Moïse affirme par cette image que la coutume païenne désacralise le corps de la personne humaine en offensant Dieu. Ces versets sont d'ailleurs à rapprocher du suivant :


"Dieu façonna l'homme – poussière détachée du sol – … " (Genèse, 2 : 7)


- (*) quinzièmement, Dieu ne fait pas de discrimination entre les sexes ; il est impossible qu'il ait ordonné à Abraham un signe d'alliance avec les garçons à l'exclusion des filles,

- (*) seizièmement, Abraham a aussi circoncis Ismaël et la circoncision, aussi néfaste aux uns qu'aux autres, ne donne pas plus de droit aux Juifs qu'aux Arabes sur la terre de Canaan.

- dix-septièmement enfin, en abolissant les mutilations sexuelles, Moïse abolit la discrimination inhumaine infligée à tous ceux qui se battaient pour défendre le respect de l'intégrité physique de leur enfants : l'exclusion du peuple qui ose institutionnaliser le racisme des "élus", le pire puisque prétendument identitaire,


Ce faisceau d'erreurs ou négligences convergentes, probablement volontaires, masque la bonne interprétation pour dissimuler la condamnation de la circoncision par le 2éme Commandement. "Le crime des pères" ne peut être que la mutilation sexuelle des enfants. En conséquence, Dieu n'a pas mal rédigé le 2éme Commandement. Les partisans – et victimes aveugles – des mutilations sexuelles l'ont habilement détourné par une interprétation sacrilège introduisant un double sens inexistant, pour cacher que "le crime des pères" était la mutilation perpétrée en Egypte sur les enfants des deux sexes. L'erreur évidente dans l'usage inadéquat de "poursuis" dans la traduction du rabbinat français s'analyse comme un aveu et une dénonciation inconscients de la falsification commise par les ancêtres.

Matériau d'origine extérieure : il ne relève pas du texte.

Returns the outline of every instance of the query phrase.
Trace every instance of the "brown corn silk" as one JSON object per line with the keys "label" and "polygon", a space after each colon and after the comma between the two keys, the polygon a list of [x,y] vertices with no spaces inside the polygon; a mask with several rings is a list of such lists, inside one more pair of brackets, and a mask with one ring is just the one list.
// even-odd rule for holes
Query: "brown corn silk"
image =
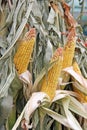
{"label": "brown corn silk", "polygon": [[61,69],[62,69],[62,62],[63,62],[62,54],[63,54],[62,48],[58,48],[55,51],[55,53],[50,61],[51,63],[55,62],[55,64],[48,71],[47,75],[45,75],[43,77],[43,80],[42,80],[41,91],[45,92],[50,97],[51,100],[55,96],[55,91],[56,91],[57,84],[58,84],[58,78],[60,76]]}
{"label": "brown corn silk", "polygon": [[[73,62],[73,69],[74,71],[79,74],[79,75],[82,75],[81,71],[80,71],[80,68],[79,68],[79,65],[76,61]],[[73,81],[75,81],[75,79],[72,78]],[[80,90],[78,90],[74,84],[73,84],[73,90],[74,92],[76,92],[78,95],[79,95],[79,100],[83,103],[86,103],[87,102],[87,96],[85,96]]]}
{"label": "brown corn silk", "polygon": [[21,40],[17,52],[14,56],[14,64],[18,74],[22,74],[27,70],[28,64],[31,60],[34,44],[36,38],[35,28],[31,28],[24,38]]}
{"label": "brown corn silk", "polygon": [[64,18],[65,18],[65,21],[66,21],[66,24],[68,25],[68,27],[70,27],[70,28],[76,27],[77,22],[74,19],[74,17],[72,16],[72,14],[70,13],[70,6],[67,3],[62,2],[62,7],[64,10]]}

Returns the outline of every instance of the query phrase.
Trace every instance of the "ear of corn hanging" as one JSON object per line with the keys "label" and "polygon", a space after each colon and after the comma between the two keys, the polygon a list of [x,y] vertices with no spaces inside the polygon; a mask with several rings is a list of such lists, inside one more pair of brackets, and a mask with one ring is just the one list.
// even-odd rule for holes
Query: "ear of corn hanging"
{"label": "ear of corn hanging", "polygon": [[64,46],[63,52],[63,69],[72,65],[72,60],[74,57],[75,43],[76,43],[76,24],[74,17],[70,13],[70,7],[66,2],[62,2],[64,9],[65,22],[68,25],[68,37],[67,43]]}
{"label": "ear of corn hanging", "polygon": [[42,80],[41,91],[45,92],[50,97],[51,100],[55,95],[55,91],[58,84],[58,78],[60,76],[61,69],[62,69],[62,62],[63,62],[62,53],[63,53],[62,48],[58,48],[56,50],[56,52],[54,53],[50,61],[51,63],[54,61],[56,62],[53,65],[53,67],[48,71],[47,76],[45,75]]}
{"label": "ear of corn hanging", "polygon": [[[67,43],[64,46],[62,69],[70,67],[72,65],[75,45],[76,45],[75,28],[71,28],[67,37]],[[63,82],[67,82],[70,76],[65,72],[62,72],[61,77],[63,79]]]}
{"label": "ear of corn hanging", "polygon": [[18,47],[18,50],[14,56],[14,64],[18,74],[22,74],[27,70],[34,47],[35,38],[35,28],[31,28],[30,31],[26,33]]}
{"label": "ear of corn hanging", "polygon": [[[73,62],[73,69],[74,69],[74,71],[77,73],[77,74],[79,74],[79,75],[82,75],[81,74],[81,71],[80,71],[80,68],[79,68],[79,66],[78,66],[78,63],[76,62],[76,61],[74,61]],[[73,78],[72,78],[72,80],[73,81],[75,81]],[[79,94],[79,97],[80,97],[80,101],[81,102],[87,102],[87,96],[85,96],[80,90],[78,90],[75,86],[74,86],[74,84],[73,84],[73,90],[74,90],[74,92],[76,92],[77,94]]]}
{"label": "ear of corn hanging", "polygon": [[72,28],[67,37],[67,43],[64,46],[63,51],[63,69],[72,65],[74,58],[76,39],[75,39],[75,28]]}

Car lorsqu'il dicte ses Commandements, l'Eternel ne s'amuse pas à des double sens. Or ici au Sinaï, le contexte historique est celui de l'abandon des mutilations sexuelles. Pour rétablir la circoncision, ses fanatiques victimes ont falsifié le sens du 2éme Commandement en tirant le texte dans un contresens invraisemblable. La manipulation des fidèles est flagrante. La seule circonstance atténuante serait un déni pathologique de la réalité du sens du 2ème Commandement, dû à une foi aveugle dans le commandement d'Abraham et au profond traumatisme provoqué par sa mise en œuvre. Il est grand temps d'y mettre fin.


En abolissant celui d’Abraham, les 2ème et 6ème Commandements font des Dix Commandements, la première déclaration historique des devoirs et droits de l'homme, une déclaration du droit de l'enfant et de la personne humaine au premier de ses droits : celui à l'intégrité physique et à la propriété de son corps, interdisant toute mutilation sans motif grave et strictement médical. Religions et animismes pour qui un cheveu d'un enfant vaut moins que temples, livres et traditions orales, méritent de les voir détruits ou oubliées. On peut même penser que dans le Troisième Commandement :


"Tu n'invoqueras point le nom de l'Éternel ton Dieu à l'appui du mensonge... " (20 : 7),


Moïse reproche à Abraham d'avoir parjuré en prétendant que Dieu lui aurait prescrit la circoncision. Fin lecteur de la Bible, Mahomet a repris cette accusation dans les versets 4 : 118-119 du Coran. Car si Dieu a jamais enjoint la circoncision à Abraham, il l'a interdite à Moïse. Ou bien ce n'est pas le même Dieu ou bien il a changé d'avis entre les deux Alliances, ou bien encore Abraham a menti et aucun Dieu n'a jamais ordonné la circoncision.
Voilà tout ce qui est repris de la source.